Yes, scraping public data in New York is generally permissible, but strict adherence to local and federal laws is required. Publicly accessible information—such as government records, court filings, or open datasets—may be scraped unless restricted by terms of service, privacy laws, or contractual obligations. The New York State Department of State’s 2024 Digital Privacy Guidelines emphasize transparency, while the 2026 Algorithmic Accountability Act imposes additional scrutiny on automated data collection. Violations of the Computer Fraud and Abuse Act (CFAA) or General Business Law § 349 (deceptive practices) can trigger liability.
Key Regulations for Scraping Public Data in New York
- Computer Fraud and Abuse Act (CFAA): Prohibits unauthorized access to computer systems, even if data is publicly available. Courts in the Southern District of New York (e.g., hiQ Labs v. LinkedIn, 2022) have ruled that scraping may violate the CFAA if it bypasses technical barriers like CAPTCHAs or login walls.
- New York’s Shield Act (2019): Mandates data security and breach notification, indirectly limiting scraping of personal data. Entities must ensure scraped data is not used in ways that risk unauthorized exposure.
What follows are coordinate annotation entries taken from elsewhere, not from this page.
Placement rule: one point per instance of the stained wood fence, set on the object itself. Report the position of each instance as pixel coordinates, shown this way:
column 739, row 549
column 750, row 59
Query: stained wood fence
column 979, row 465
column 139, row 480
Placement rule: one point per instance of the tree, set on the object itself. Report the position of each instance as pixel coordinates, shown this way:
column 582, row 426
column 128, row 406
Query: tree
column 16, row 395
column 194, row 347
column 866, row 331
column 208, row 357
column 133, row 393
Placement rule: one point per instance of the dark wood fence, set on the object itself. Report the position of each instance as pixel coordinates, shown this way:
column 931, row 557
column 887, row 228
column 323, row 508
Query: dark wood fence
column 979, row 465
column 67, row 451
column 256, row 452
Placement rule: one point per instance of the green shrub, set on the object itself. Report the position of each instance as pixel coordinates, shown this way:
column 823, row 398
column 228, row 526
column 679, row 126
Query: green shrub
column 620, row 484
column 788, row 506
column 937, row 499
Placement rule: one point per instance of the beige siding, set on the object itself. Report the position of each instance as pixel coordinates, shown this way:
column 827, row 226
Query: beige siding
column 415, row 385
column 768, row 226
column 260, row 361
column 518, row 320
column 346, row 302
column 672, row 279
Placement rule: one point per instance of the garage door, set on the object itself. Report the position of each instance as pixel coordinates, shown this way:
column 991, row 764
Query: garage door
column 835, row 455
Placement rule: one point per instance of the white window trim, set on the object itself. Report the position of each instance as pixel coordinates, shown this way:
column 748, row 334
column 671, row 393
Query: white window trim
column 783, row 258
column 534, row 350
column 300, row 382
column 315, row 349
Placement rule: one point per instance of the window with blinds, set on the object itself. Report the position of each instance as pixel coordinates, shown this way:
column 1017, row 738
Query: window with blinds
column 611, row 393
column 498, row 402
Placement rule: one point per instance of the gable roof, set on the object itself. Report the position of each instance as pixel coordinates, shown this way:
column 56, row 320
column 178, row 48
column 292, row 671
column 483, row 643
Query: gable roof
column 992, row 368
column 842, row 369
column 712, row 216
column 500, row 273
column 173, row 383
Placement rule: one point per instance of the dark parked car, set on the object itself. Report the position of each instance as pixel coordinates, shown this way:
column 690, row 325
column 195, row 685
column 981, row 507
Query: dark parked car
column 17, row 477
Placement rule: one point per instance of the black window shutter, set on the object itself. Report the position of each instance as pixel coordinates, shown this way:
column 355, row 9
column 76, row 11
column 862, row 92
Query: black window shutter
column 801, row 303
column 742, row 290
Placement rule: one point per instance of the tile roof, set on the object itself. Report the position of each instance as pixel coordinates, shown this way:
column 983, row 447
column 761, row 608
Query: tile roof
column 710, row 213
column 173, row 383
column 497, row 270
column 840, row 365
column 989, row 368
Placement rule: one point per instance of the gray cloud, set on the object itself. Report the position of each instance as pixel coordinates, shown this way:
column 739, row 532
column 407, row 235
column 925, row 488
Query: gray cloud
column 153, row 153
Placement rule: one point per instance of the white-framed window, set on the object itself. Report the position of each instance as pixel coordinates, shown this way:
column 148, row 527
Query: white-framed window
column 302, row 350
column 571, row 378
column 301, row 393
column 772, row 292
- Local Open Data Laws: NYC’s Local Law 11 (2012) and the 2026 Open Data Expansion Act require agencies to publish certain datasets, but prohibit scraping for commercial purposes without prior approval. Violations may result in fines under NYC Admin. Code § 23-502.
Practical Compliance Notes:
- Terms of Service: Ignoring website restrictions (e.g., LinkedIn’s robots.txt or API terms) may constitute breach of contract under NY UCC § 2-302.
- Public vs. Private: Data from government portals (e.g., NYC OpenData) is safer to scrape than third-party platforms, but aggregation risks re-identification under HIPAA or GDPR if linked to individuals.
- Enforcement: The NY Attorney General’s 2025 Data Protection Bureau actively monitors non-compliant scraping, particularly for biometric or geolocation data.